The pattern has 3 phases.

In phase 1, which accounts for about half of total time, we are running in the pure interpreter. The first real code run by this test is: var tagInfo = tagInfoJSON.parseJSON(...) over 175k of JSON. parseJSON is recursive. TM doesn't even see any loop headers in that part, so TM never even goes to monitoring mode.

In phase 2, we have a white background with purple streaks and lots of red dots. The purple streaks are recording traces, but note that there is no blue to represent compilation. So the traces must be aborting for some reason; i.e., they encounter some feature TM doesn't know how to trace. The red dots indicate that TM is seeing loop headers and monitoring them, but not doing anything with them, probably because no traces can be successfully compiled for them.
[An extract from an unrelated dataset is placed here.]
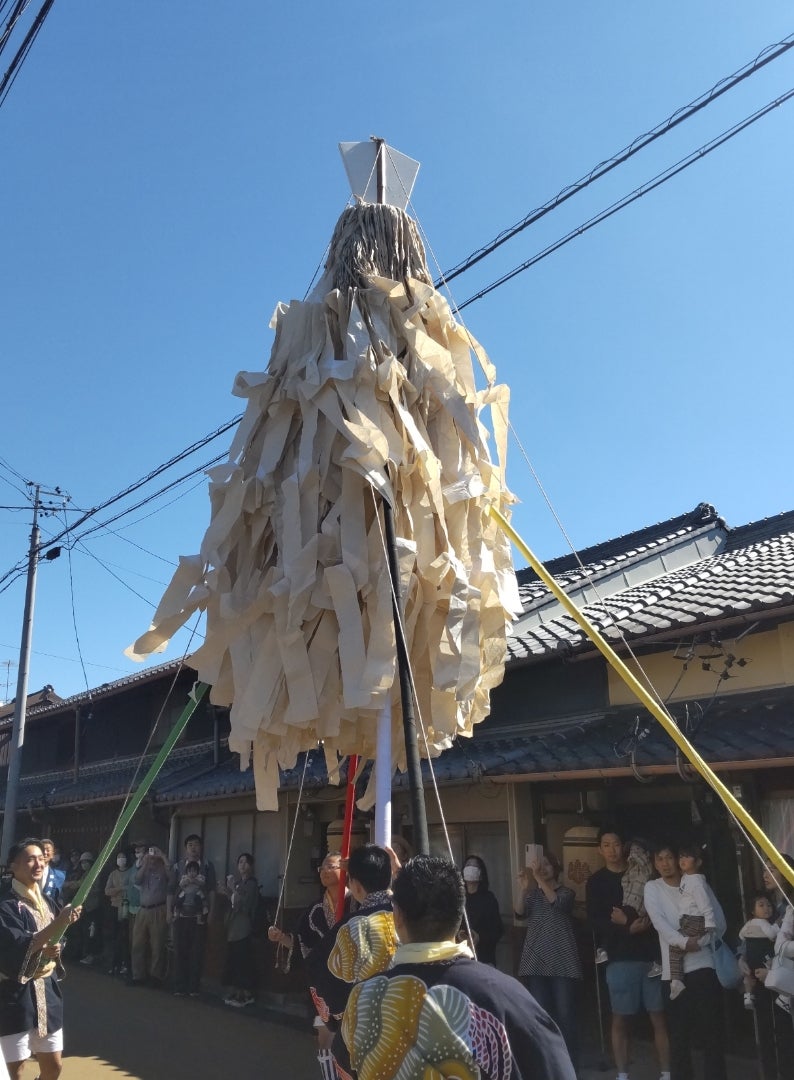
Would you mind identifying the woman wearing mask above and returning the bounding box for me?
[104,850,132,976]
[515,851,582,1072]
[462,855,503,966]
To understand phase 2 in detail, we need to know why recording is failing. Grepping the spew for 'Abort' will get the answer. In this case, all but 1 of the aborts are: Abort recording (line 184, pc 64): callname. This means tracing is stopping on a JSOP_CALLNAME bytecode in the interpreter. Line 184 contains a recursive call to a function walk defined inside another function. Poking around a bit, I noticed that a detailed message would be printed with lower-case 'abort', so I tried that and got abort: 4815: fp->scopeChain is not global or active call object. I found that error message in the code, and after a little debugging I found the reason the abort is activated.

The problem is that during lookup of the variable walk in the function call expression, walk is found in an enclosing scope that is a function call scope that is not part of the trace. Whenever that happens, the tracer aborts. I think this is just an implementation limitation: in order to call the function, the tracer needs to have the function in its "tracker", so that it can refer to the LIR opcode that loads the function. (That's just how it works right now.) But if the function is defined "above" the trace, then the tracer's tracker will not have seen it.

I think this wouldn't matter if we supported recursion, because then the outer scope would be part of the trace anyway.

Phase 3 consists of a little bit of recording and compiling, followed by a big patch of native code execution. That's the loop inside the function makeTagCloud, which doesn't do anything scary and traces well.

Conclusion. I've explained how to read TraceVis charts, and then showed how to read the charts along with other debug info to diagnose performance problems (or performance wins) in detail.

I want to thank my girlfriend Natalie for inspiring TraceVis by sending me an article on visualizations in computer forensics.

The code is available in my personal hg repository. You can check out a local copy by running

hg clone http://hg.mozilla.org/users/dmandelin_mozilla.com/tracevis/

The repo includes the patch that instruments TM with activity counters and a bunch of Python scripts for processing the outputs. The image generation scripts require PIL (Python Imaging Library).

Looking at SunSpider charts is fun, but I really want to apply this tool to performance problems in real applications like bugs 463487, 463478, 465773, and 468840. I'd also like to look at the V8 benchmarks, where TM currently doesn't do as well as it does on SunSpider.